PRESS RELEASE

 

FOR IMMEDIATE RELEASE

 

Contact: 
Emilie Heidemann, Carnelian Art Gallery marketing director
920-763-6980
eheidemanncag@gmail.com

 

Photos: 
Email eheidemanncag@gmail.com, and you will be given access to a Google Drive link with visuals of paintings, and the artist’s headshot

 

Madison, Wisconsin, June 1 - Carnelian Art Gallery, located at 221 King St., Suite 102, in downtown Madison, is pleased to announce its July exhibition, titled "Of Clowns and Artistic Depth.” This is a solo exhibition featuring works by Madison artist Douglas Hyslop.

 

Of Clowns and Artistic Depth is slated to kick off with an opening reception at 5 p.m. on Friday, July 10. The show’s end date is Friday, July 31.

 

As always at Carnelian Art Gallery, admission on opening night is free, and light refreshments will be served.

 

At 6 p.m. on opening night, Hyslop will deliver an artist talk regarding his background, technique and the themes that inform his artworks, which are large-scale oil paintings that depict circus figures, mainly clowns, and settings.

 

“I have painted in Madison for many years,” says Hyslop, who is a Madison native. “This is my first opportunity to exhibit in a conventional ‘for sale’ gallery in my hometown.

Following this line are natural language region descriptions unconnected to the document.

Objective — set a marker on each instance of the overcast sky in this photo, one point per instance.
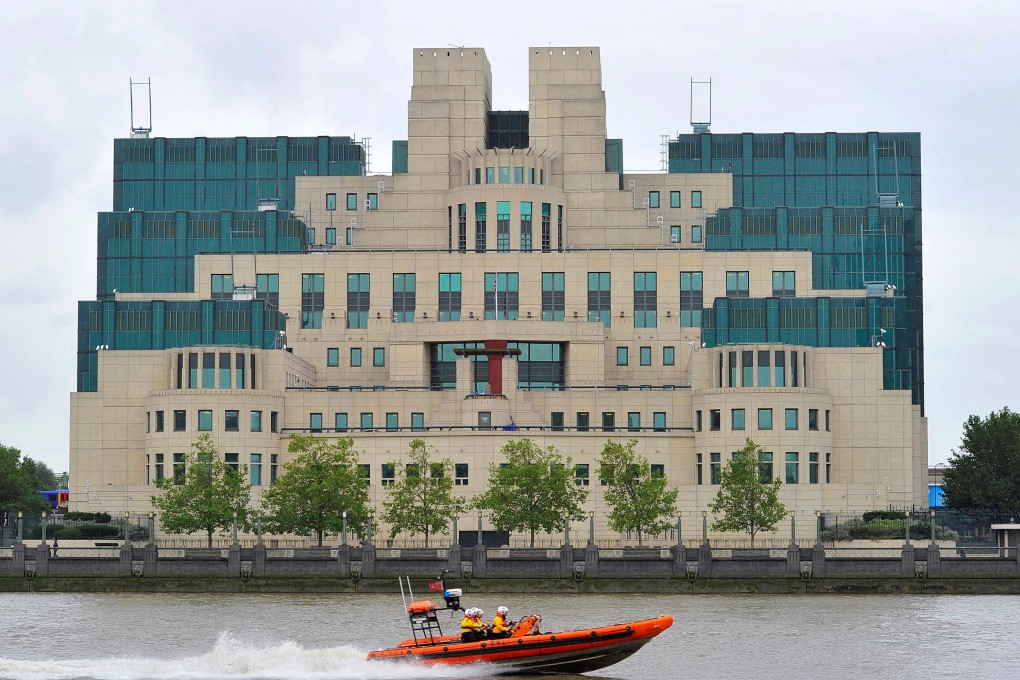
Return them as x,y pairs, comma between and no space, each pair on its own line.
949,70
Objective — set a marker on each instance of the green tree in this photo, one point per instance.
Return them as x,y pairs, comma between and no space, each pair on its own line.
421,500
211,492
534,489
317,486
747,502
639,501
18,488
985,471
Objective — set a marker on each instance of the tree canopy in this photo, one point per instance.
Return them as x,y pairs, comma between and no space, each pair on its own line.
746,501
211,492
420,500
638,500
533,490
317,486
18,483
984,473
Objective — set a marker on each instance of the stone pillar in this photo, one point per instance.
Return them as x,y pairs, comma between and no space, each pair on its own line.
151,559
343,561
234,561
934,561
818,561
907,556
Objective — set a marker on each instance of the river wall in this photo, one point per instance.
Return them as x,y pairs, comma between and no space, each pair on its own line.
567,569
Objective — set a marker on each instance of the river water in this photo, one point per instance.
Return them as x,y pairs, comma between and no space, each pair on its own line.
325,636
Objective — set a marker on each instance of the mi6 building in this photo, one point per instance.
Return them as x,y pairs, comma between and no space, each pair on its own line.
510,278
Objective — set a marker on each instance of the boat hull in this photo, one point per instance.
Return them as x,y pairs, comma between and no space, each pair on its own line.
569,651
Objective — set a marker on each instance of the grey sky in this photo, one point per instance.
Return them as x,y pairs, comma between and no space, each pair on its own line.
949,70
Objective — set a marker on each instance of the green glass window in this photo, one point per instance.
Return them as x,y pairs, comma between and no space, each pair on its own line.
599,297
646,300
552,296
358,300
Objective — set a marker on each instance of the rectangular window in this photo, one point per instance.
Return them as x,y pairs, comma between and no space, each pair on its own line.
582,421
502,295
646,302
582,474
552,296
737,283
404,298
692,299
479,227
599,297
765,466
358,300
502,226
793,467
179,469
633,421
312,300
450,298
783,283
608,421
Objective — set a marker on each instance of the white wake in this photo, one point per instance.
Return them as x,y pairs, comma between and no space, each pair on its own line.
233,659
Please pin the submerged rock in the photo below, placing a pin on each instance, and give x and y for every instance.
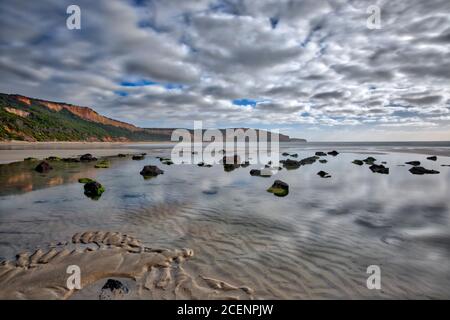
(309, 160)
(290, 164)
(422, 170)
(379, 169)
(138, 157)
(151, 171)
(413, 163)
(113, 289)
(279, 188)
(323, 174)
(93, 190)
(369, 160)
(103, 164)
(88, 157)
(43, 167)
(333, 153)
(321, 154)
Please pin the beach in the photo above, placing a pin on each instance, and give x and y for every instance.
(203, 232)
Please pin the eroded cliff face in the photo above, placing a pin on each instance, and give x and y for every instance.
(85, 113)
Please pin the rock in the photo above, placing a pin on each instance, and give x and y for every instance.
(422, 170)
(369, 160)
(321, 154)
(113, 289)
(52, 158)
(43, 167)
(413, 163)
(151, 171)
(309, 160)
(323, 174)
(93, 190)
(85, 180)
(379, 169)
(290, 164)
(71, 160)
(279, 188)
(103, 164)
(333, 153)
(138, 157)
(87, 157)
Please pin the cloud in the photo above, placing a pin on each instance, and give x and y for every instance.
(305, 64)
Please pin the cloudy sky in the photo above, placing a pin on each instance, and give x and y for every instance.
(310, 68)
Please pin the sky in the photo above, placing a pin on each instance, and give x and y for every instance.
(311, 68)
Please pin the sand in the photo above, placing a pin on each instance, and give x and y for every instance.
(155, 273)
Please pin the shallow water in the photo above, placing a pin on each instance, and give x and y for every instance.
(314, 243)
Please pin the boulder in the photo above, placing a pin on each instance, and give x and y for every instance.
(369, 160)
(333, 153)
(309, 160)
(138, 157)
(413, 163)
(379, 169)
(151, 171)
(320, 154)
(290, 164)
(279, 188)
(87, 157)
(323, 174)
(422, 170)
(112, 290)
(93, 190)
(43, 167)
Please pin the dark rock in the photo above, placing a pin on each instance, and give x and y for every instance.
(321, 154)
(279, 188)
(333, 153)
(93, 190)
(369, 160)
(413, 163)
(113, 289)
(151, 171)
(43, 167)
(324, 174)
(379, 169)
(290, 164)
(87, 157)
(422, 170)
(309, 160)
(138, 157)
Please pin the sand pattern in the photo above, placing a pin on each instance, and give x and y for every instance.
(158, 273)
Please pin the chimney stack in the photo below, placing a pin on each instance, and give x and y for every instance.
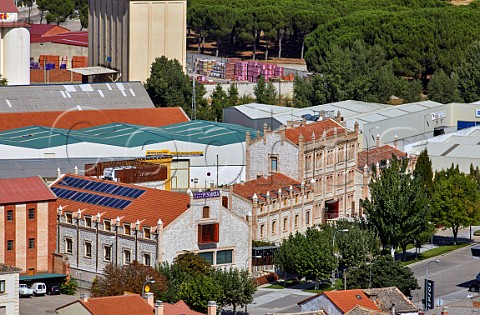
(159, 308)
(212, 308)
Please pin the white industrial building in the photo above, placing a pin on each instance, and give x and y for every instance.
(204, 153)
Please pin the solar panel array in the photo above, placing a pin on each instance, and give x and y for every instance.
(93, 199)
(111, 189)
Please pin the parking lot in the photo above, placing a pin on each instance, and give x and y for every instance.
(45, 304)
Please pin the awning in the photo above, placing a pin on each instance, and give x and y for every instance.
(42, 276)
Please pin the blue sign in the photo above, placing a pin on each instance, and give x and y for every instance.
(206, 194)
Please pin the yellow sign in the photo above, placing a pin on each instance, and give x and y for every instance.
(174, 153)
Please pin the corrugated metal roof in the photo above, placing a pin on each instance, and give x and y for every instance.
(42, 98)
(125, 135)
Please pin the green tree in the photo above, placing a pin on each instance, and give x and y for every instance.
(469, 74)
(443, 88)
(169, 86)
(59, 10)
(308, 254)
(455, 200)
(398, 206)
(383, 272)
(131, 278)
(265, 92)
(237, 287)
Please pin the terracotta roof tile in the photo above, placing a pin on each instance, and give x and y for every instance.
(348, 299)
(378, 154)
(118, 305)
(318, 128)
(179, 308)
(78, 119)
(152, 205)
(261, 185)
(16, 190)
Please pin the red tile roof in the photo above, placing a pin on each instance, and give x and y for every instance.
(261, 185)
(7, 6)
(78, 119)
(378, 154)
(119, 305)
(317, 127)
(152, 205)
(178, 308)
(349, 299)
(23, 190)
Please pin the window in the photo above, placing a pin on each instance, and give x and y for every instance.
(68, 245)
(107, 253)
(127, 256)
(224, 257)
(146, 259)
(147, 233)
(107, 225)
(208, 256)
(273, 164)
(127, 229)
(88, 249)
(88, 221)
(69, 217)
(206, 213)
(208, 233)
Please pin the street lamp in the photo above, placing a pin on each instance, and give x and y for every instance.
(334, 272)
(146, 288)
(366, 138)
(426, 279)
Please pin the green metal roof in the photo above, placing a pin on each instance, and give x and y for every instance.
(42, 276)
(128, 136)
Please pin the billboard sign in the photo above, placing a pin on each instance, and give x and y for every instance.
(429, 295)
(206, 194)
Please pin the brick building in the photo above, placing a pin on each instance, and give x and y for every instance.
(27, 224)
(323, 154)
(102, 222)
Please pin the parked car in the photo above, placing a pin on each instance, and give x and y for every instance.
(24, 290)
(39, 288)
(53, 288)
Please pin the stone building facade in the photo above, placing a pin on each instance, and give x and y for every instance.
(323, 154)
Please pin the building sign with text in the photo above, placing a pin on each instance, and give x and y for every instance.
(429, 295)
(206, 194)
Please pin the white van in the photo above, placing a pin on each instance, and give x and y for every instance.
(39, 288)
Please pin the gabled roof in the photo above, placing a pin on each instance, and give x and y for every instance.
(118, 305)
(348, 299)
(148, 207)
(262, 185)
(23, 190)
(318, 128)
(76, 119)
(385, 297)
(179, 308)
(378, 154)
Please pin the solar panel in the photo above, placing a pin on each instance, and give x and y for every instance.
(106, 188)
(90, 198)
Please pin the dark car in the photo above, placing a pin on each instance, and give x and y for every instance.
(53, 288)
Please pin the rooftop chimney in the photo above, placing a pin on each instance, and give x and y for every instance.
(159, 308)
(212, 308)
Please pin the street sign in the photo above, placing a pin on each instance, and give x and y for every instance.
(429, 295)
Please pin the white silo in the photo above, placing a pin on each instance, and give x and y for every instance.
(16, 56)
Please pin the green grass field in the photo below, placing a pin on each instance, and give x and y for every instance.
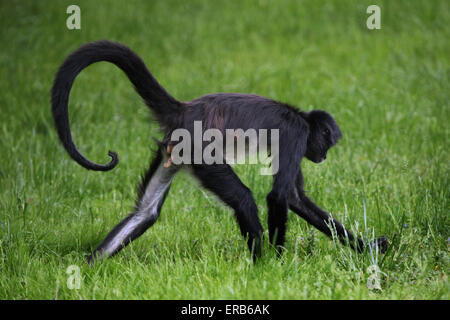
(388, 89)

I appreciate Evan (Bradbury) for giving me the opportunity.”

 

Hyslop holds degrees in psychology and food chemistry, both obtained from the University of Wisconsin- Madison. He works as an artist on the side.

 

Of what inspires his work, Hyslop says “allegory is a literary mode that relies heavily on images. In this mode, there is the idea that all individuals have their own essence and meaning, and these individuals are part of a larger essence and meaning. I am inspired to try to see and express and understand how such an idea works with individual figures and groups of figures, and the compositions they exist in.”

 

Hyslop begins each artwork with an idea involving figures and composition.

 

“Importantly, the figures come first,” he says. “I often develop the composition around the figures in a choreographic way. On canvas, I generally start with a drawing pencil (usually model HD), brush, and white paint (Titanium White). I start drawing. If I like what I draw, I continue. If not, I white out the pencil lines with white paint, and begin again. At some point, often after being well into the painting, I begin to add pigments other than white. When I do this, I generally build up thin layers of color, and make figures and objects as transparent as possible (Photographs of my paintings are sometimes mistaken for water colors, which they are not.). I try to make paintings , such that the viewer can look into, maybe even through, the ‘world’ created.”

 

A lot of people ask Hyslop why he paints clowns, he says. 

 

“They are truth-tellers,” he writes in his artist statement that will be on display along with his works at Carnelian Art Gallery. “The jester is the one person the king listens to when he wants the truth.”

 

“We are proud to exhibit the works of Douglas Hyslop,” says Evan Bradbury, Carnelian Art Gallery owner and head curator. “Please join us on Friday, July 10, and throughout the rest of that month to explore the complex world Hyslop has created through his paintings.”